The living quarters include beds, kitchen facilities, TV, DVD player phone to the surface control-room, and other basics. Once we were all there (myself, my significant other and the guide), I was warned not to remove the protective housing from my camcorder (Sony DCR-TRV-510; once state-of-the-art, and now an antique dinosaur) and Hero Cam. If the housings are taken off the cameras in this pressurized cabin, it could damage the cameras. This was frustrating, because I had hoped to use cables to hook my cameras up to the TV and watch the day’s shots. Before the guide leaves, he plays a video explaining the history of Jules. Knowing guests want privacy, the guide left as we learned of Jules’ beginnings as an aquatic research station in the 1960s or 1970s. It was interesting at first, but the dated documentary, with its grainy old film, crackly soundtrack, and the slow pace didn’t hold our interest once the guide had returned to the surface.
Later in the evening, the guide brought our dinner. The spaghetti and birthday cake (from a nearby restaurant) were fine, much like the area’s traditional key lime pie. But the [once fluffy] garlic bread had become harder than Chinese algebra. Something to do with the cabin’s pressure and it was like biting into wood. Before and after dinner, I had to continually get in and out of my SCUBA gear, and keep showering, every time I wanted to check my video-footage! I could only remove the housings on dry land, and this whole procedure was so cumbersome, repetitious, tedious and time-consuming that my girlfriend Jocelyn just stayed below while I was up at some park bench, checking my footage. Mind you, I’m not complaining swimming, diving & snorkeling around the lagoon is fun. There was a large nurse shark (that just wanted to be left alone), and some interesting statues, exhibits, barnacle-covered antiques and things to see. Perhaps an old pirate-cannon (or whatever) taken from a Spanish galleon, or something like that.
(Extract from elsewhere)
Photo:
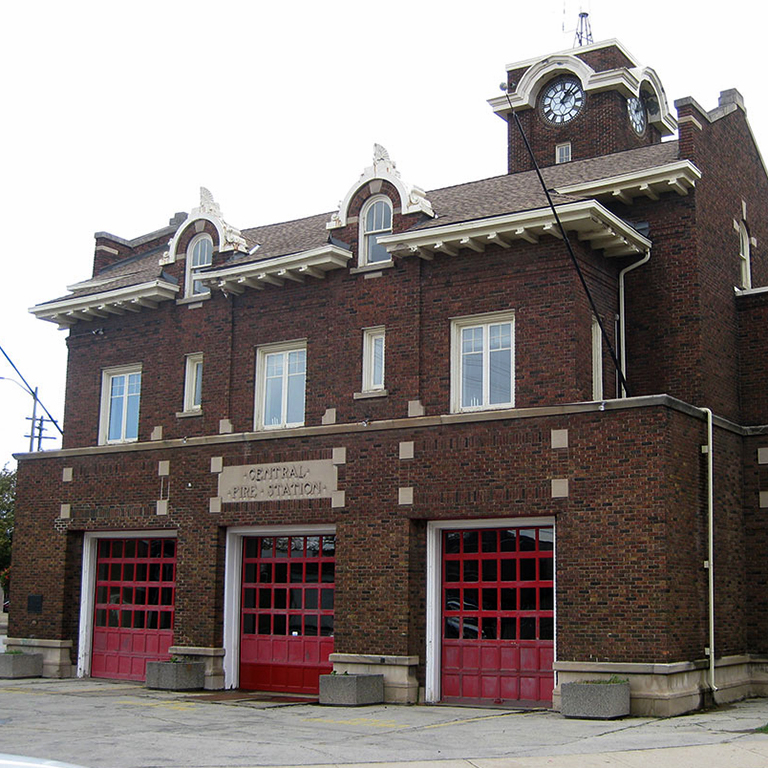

The only Emerald Lagoon dive I didn’t enjoy was the night dive. The murkiness and darkness was intimidating, and we could only see what was directly in front of the flashlights. So we decided to spend the rest of the night in the lodge. There were these really friendly shrimp at the port-hole, apparently following us into the entrance. At first I thought they were attracted to the light, or were hiding from the predatory fish. Maybe the shrimps craved our attention (climbing onto our hands and staying there, even out of water) because they were eating parasites or dead skin off us. Man, they’d probably make very affectionate pets! Regardless: We stayed in for the evening, and I wish I’d brought my own movies to watch. We ended up sitting through whatever the lodge had (an old silent version of 20 THOUSAND LEAGUES UNDER THE SEA and a Tom Hanks movie where he’s on an island). I could have used a beer, but alcohol is understandably forbidden.
Waking up the next morning was surreal. Sleeping near a large round window, I could gradually see the sun fading in, with water-ripples. It’s a unique experience, so if you go to Jules, don’t sleep in! After breakfast, the guide packed up our suitcases and we did our final dive, back up to dry land. The morning sun lit up the lagoon and I was able to see way more than before (visibility was a good 40 or 50 feet I think). I accidentally swam under the barricade (not allowed) and was on some other property.
All in all, it was a great trip, and a truly unique experience. I recommend it to anybody who had a taste for the unusual.